Liam Crichton's Vacant Echoes at CQAF
The Scottish artist explains why he has built a Japanese rock garden in a former architect's office in the Cathedral Quarter
Japanese rock gardens are meditative, tranquil spaces. Each features symbolic representations of the essential elements of growth – heat, light, water – and for those charged with their upkeep, the very act of raking the gravel or pruning the plants is, in itself, an act of contemplation.
When visitors arrive at the Japanese rock garden that artist-in-residence Liam Crichton has created as part of Household Belfast’s contribution to the 2013 Cathedral Quarter Arts Festival, the elements of a contemplative space are present, but they have been rearranged and re-contextualized by the materials the artist has utilised.
Like much of the Scottish-born, Belfast-based artist’s work, the garden, entitled Vacant Echoes, explores the boundaries and overlaps between the pastoral, rural world in which he grew up and the industrial, urban environments he has called home since reaching adulthood.
Whilst taking in the garden's greenery, viewers stand beneath bar heaters, bound in by black fencing.

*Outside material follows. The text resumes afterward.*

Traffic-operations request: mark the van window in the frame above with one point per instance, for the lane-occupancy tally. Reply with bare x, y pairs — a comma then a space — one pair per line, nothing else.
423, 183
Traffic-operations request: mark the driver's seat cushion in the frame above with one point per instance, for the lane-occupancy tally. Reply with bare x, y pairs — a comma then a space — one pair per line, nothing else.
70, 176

Light is represented by a reflective, metallic monolith and underfoot, instead of the smooth gravel of a Zen garden, visitors tread upon sub-base, the kind of industrial-strength gravel used to level out a road, to pack it down before hot tar is poured upon it. Crichton doesn’t just allude to industrial processes when creating art, he adopts them.

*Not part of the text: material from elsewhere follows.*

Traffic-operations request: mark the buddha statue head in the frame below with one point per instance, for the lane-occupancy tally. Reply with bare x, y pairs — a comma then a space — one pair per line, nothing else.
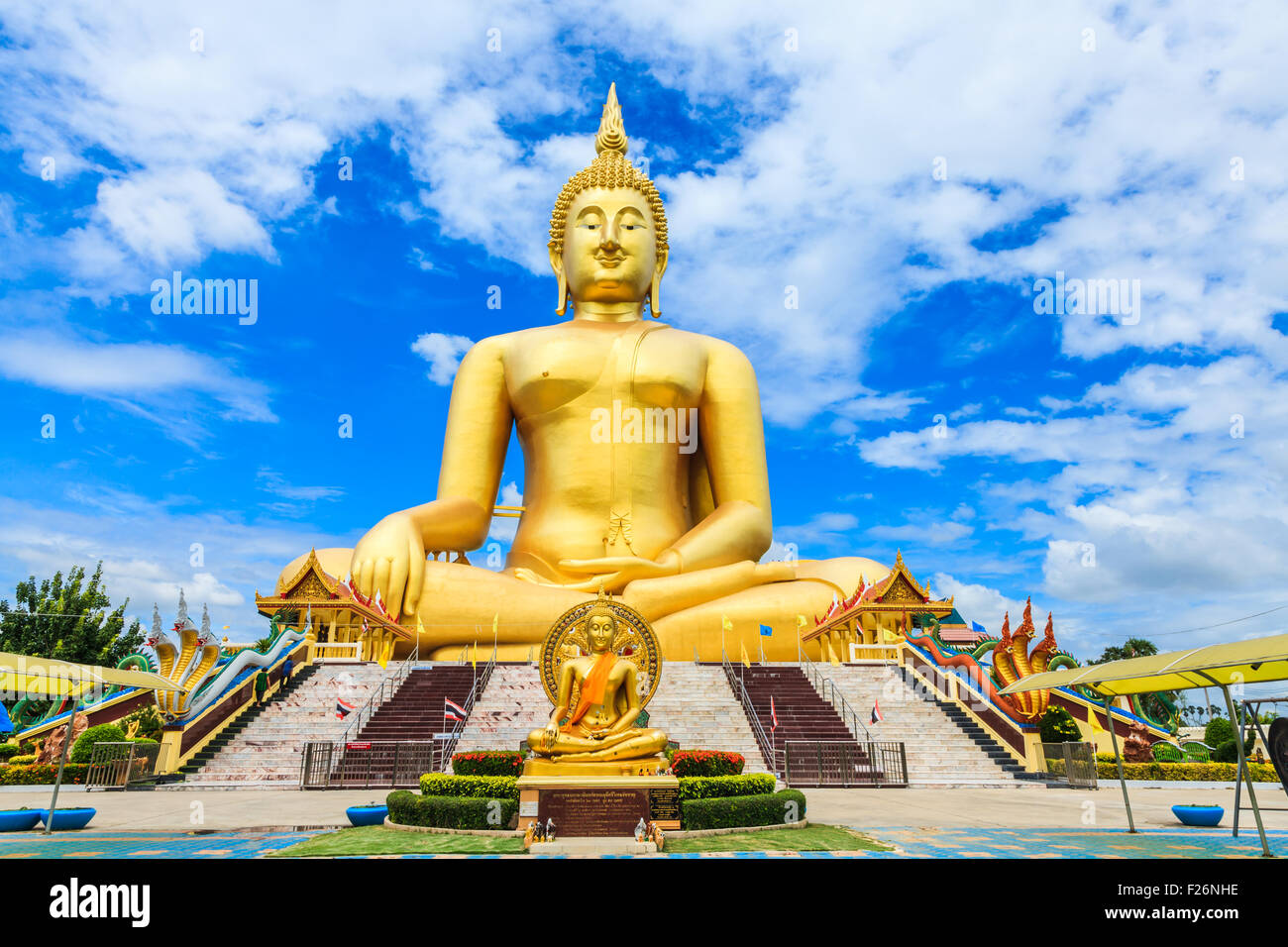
608, 228
600, 629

'In general my work is somewhere between minimalism and pop art,' he explains. 'I deal with pop art in terms of appropriation, but with a minimal aesthetic. It’s not pop art in terms of icons, but it’s about the appropriation of everyday things that go unnoticed, background stuff, and highlighting that, giving that a more important role.'
Raised in Wigtown, in the District Council Region of Dumfries and Galloway, Crichton grew up in the midst – and mist – of Scotland’s Galloway hills. From his bedroom window, he could see the Irish Sea. When he turned 17, however, his surroundings changed drastically when he moved to Edinburgh – with its imposing castle atop the grassy Castle Rock. There, Crichton eventually studied sculpture at the Edinburgh College of Art before moving to Belfast in 2011.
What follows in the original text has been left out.